Dune: Part Two is one of the best sci-fi movies to come out in a while. And if you don't believe, just consult iconic director Steven Spielberg, who recently appeared alongside Dune director Denis Villeneuve on The Director's Cut podcast to gush about how it's "one of the most brilliant science-fiction films I’ve ever seen.” If the guy behind Jaws, Close Encounters of the Third Kind, the Indiana Jones movies, Jurassic Park, The Color Purple, Schindler's List and Saving Private Ryan says it, what can we do but cosign?
Part of the reason Dune: Part Two worked so well is because Villeneuve was willing to make hard cuts from the source material: Frank Herbert's 1965 sci-fi novel Dune. There are quite a few changes made in the transition from book to screen. That includes cutting out a part for actor Stephen McKinley Henderson, who played the House Atreides mentat Thufir Hawat in Villeneuve's first Dune movie.
“I shot stuff for them and had a great time with Denis and Austin Butler,” Henderson told Entertainment Weekly. “I got to have a nice lunch with Christopher Walken. It was a great thing to be a part of, and I understand it comes with the territory. Denis had to do the film that he had to do. So I just love being a part of it. No regrets.”
In the book, Thufir Hawat survives the massacre of House Atreides in the first movie and is forced into the service of Atreides rivals the Harkonnens. He also plays a big role in the final dramatic showdown between Paul Atreides (Timothée Chalamet) and the emperor (Christopher Walken). But apparently he didn't fit into the final cut of Dune: Part Two. And you can forget about ever seeing those deleted scenes; Villeneuve is adement that if a scene is cut, that's the end of it. “You’ll never see it,” Henderson said.
“Denis told me months ago that he had to make that cut. It wasn't like I found out last week or anything,” Henderson continued. “But what I was thinking was, ‘Man, I got Civil War.’ Quite honestly, this was the one that I was most looking forward to.”
Civil War is a new movie about a dystopian future where the United States is at war with itself. That one opens on April 12.
Steven Spielberg breathlessly priases Dune: Part Two
Civil War is getting good marks, but it has its work cut out for it if it wants to surpass Dune: Part Two in terms of buzz and success. Will Steven Spielberg talk to Civil War director Alex Garland as rapturously as he did to Denis Villeneuve?

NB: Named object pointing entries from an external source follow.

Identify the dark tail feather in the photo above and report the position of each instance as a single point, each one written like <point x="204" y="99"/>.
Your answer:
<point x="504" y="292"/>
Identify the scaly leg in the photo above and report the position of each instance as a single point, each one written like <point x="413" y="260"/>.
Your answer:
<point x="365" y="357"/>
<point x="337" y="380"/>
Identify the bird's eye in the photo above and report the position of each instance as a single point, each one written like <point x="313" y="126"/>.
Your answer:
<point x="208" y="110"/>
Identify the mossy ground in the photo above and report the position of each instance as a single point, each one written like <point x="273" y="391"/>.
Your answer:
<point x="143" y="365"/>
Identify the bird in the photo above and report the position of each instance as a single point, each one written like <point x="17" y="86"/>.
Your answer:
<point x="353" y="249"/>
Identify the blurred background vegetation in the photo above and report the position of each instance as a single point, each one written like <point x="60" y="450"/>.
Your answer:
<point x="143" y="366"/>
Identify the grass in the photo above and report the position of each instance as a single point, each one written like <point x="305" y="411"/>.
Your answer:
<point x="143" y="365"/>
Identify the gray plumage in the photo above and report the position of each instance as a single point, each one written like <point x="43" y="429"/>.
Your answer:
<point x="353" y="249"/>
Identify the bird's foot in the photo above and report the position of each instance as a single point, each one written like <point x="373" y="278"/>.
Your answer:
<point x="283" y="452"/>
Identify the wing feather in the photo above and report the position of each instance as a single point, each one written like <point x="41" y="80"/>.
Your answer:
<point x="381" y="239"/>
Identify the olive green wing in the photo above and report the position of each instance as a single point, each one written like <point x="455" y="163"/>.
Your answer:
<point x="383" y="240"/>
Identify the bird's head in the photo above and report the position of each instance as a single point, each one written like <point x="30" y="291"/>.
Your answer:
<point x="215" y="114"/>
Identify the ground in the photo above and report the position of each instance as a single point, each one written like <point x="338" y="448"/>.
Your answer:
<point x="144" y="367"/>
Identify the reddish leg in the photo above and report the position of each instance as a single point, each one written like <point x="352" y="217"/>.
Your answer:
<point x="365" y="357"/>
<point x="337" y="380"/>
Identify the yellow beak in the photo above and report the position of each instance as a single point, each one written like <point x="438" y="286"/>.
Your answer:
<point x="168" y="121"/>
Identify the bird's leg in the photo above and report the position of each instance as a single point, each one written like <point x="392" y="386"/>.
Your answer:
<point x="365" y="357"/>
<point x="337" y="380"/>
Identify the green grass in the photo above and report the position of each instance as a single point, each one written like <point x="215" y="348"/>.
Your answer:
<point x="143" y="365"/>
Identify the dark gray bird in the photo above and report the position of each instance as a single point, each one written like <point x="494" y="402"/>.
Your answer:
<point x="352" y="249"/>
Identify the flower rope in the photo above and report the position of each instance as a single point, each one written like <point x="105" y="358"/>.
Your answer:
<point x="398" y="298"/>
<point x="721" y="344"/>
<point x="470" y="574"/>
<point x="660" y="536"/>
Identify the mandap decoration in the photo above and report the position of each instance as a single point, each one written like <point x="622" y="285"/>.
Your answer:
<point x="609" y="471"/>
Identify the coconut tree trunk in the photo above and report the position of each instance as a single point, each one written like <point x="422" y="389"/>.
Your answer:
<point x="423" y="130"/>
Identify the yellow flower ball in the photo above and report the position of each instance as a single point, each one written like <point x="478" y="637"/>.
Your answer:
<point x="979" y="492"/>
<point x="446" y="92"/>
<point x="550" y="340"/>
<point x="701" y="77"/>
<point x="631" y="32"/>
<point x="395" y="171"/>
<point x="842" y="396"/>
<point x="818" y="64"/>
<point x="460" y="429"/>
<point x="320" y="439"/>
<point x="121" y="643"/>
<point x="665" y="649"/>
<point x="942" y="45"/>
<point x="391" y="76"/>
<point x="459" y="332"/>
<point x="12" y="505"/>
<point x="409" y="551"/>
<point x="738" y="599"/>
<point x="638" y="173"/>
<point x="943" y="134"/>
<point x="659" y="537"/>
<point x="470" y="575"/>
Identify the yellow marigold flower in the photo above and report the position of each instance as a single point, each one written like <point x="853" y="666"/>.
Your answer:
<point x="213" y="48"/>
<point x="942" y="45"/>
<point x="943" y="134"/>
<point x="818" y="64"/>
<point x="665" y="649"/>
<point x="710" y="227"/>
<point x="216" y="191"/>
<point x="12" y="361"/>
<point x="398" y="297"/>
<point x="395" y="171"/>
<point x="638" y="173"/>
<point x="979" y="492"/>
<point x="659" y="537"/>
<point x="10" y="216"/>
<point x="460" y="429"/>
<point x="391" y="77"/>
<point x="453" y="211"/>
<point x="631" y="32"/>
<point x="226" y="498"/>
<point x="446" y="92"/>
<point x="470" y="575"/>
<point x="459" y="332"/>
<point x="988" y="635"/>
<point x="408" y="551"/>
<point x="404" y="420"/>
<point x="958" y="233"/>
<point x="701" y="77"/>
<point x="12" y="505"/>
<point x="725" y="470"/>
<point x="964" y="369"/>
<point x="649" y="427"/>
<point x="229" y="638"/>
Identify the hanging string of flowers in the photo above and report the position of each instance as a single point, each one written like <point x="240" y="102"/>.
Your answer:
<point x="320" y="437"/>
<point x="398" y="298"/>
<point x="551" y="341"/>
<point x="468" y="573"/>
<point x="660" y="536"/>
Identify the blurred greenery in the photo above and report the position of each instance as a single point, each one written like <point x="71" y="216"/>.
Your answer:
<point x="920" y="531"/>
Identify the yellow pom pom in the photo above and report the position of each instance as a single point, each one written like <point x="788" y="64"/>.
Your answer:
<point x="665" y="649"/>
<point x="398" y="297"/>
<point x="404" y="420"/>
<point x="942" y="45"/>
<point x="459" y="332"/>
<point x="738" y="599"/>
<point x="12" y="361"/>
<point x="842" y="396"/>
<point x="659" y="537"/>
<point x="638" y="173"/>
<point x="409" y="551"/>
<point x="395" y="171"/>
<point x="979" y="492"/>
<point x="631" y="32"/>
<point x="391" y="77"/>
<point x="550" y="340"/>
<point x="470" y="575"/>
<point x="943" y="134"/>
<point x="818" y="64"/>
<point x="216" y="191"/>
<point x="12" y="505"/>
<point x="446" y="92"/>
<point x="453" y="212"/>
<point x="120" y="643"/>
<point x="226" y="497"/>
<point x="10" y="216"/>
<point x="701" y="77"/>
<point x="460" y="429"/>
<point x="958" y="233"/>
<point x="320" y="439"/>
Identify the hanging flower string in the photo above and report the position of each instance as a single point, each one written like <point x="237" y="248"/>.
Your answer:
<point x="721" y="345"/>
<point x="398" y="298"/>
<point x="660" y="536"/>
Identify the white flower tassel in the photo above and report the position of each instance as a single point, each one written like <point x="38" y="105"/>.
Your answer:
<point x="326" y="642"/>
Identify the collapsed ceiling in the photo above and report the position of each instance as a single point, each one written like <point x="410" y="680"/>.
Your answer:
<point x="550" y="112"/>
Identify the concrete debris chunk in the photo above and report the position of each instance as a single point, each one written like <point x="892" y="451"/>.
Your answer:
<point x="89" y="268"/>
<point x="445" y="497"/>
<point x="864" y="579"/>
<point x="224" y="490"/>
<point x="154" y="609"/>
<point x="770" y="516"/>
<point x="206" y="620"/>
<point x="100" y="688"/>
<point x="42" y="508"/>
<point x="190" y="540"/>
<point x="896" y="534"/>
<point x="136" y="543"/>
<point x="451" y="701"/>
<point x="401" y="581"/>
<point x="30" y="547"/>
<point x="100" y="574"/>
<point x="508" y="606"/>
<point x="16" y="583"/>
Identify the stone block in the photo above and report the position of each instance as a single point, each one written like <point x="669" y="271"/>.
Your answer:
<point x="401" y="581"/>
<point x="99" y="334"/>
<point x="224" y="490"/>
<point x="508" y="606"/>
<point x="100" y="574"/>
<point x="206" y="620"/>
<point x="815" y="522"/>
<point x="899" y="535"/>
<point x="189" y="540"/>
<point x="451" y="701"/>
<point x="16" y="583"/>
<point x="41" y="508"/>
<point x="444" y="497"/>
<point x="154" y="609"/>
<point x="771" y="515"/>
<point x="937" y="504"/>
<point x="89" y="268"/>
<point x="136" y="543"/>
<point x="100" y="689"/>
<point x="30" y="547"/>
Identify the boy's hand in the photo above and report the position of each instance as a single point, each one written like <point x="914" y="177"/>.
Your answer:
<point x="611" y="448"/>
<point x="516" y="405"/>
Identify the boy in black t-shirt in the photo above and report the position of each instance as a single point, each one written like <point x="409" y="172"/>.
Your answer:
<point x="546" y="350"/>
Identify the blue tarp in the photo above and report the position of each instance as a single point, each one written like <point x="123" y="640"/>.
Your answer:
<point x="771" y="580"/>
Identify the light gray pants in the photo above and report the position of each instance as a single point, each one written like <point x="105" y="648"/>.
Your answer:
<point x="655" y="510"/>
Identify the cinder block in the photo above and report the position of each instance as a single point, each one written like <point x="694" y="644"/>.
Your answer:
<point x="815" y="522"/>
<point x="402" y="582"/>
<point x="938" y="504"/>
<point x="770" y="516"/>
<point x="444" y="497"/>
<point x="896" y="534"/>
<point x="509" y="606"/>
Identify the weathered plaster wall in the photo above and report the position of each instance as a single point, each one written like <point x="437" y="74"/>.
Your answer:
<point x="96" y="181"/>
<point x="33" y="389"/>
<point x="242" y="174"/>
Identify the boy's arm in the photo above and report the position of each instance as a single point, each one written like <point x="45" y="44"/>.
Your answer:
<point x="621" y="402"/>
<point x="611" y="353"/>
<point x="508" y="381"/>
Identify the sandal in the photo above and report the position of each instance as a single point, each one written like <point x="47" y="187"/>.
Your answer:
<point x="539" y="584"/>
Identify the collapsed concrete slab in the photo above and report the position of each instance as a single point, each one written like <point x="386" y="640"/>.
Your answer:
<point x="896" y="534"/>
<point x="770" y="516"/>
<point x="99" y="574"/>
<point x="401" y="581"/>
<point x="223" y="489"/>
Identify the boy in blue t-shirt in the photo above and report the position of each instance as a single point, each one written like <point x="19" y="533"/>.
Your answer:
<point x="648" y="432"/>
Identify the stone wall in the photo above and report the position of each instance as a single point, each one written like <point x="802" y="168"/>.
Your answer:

“It’s an honor for me to sit here and talk to you,” Spielberg told the Dune director. “Let me start by saying there are filmmakers who are the builders of worlds. It’s not a long list and we know who a lot of them are. Starting with Méliès and Disney and Kubrick, George Lucas. Ray Harryhausen I include in that list. Fellini built his own worlds. Tim Burton. Obviously Wes Anderson, Peter Jackson, James Cameron, Christopher Nolan, Ridley Scott, Guillermo del Toro. The list goes on but it’s not that long of a list, and I deeply, fervently believe that you are one of its newest members.”
According to Variety, Villeneuve was "gobsmacked" to receive this kind of praise from quite possibly the world's greatest living movie director. And it's clear Spielberg had thought through his opinion on how awesome Dune is. “This is a desert-loving story, but for such a desert-loving film there is such a yearning for water in this movie,” he said. “For all the sand you have in this film, it’s really about water. The sacred waters that are yearning for green meadows and the blue water of life. You film the desert to resemble an ocean, a sea. The sandworms were like sea serpents. And that scene surfing the sandworms is one of the greatest things I have ever seen. Ever! But you made the desert look like a liquid.”
Hopefully this only inspires Villeneuve to reach even higher when he inevitably returns to make Dune: Part Three.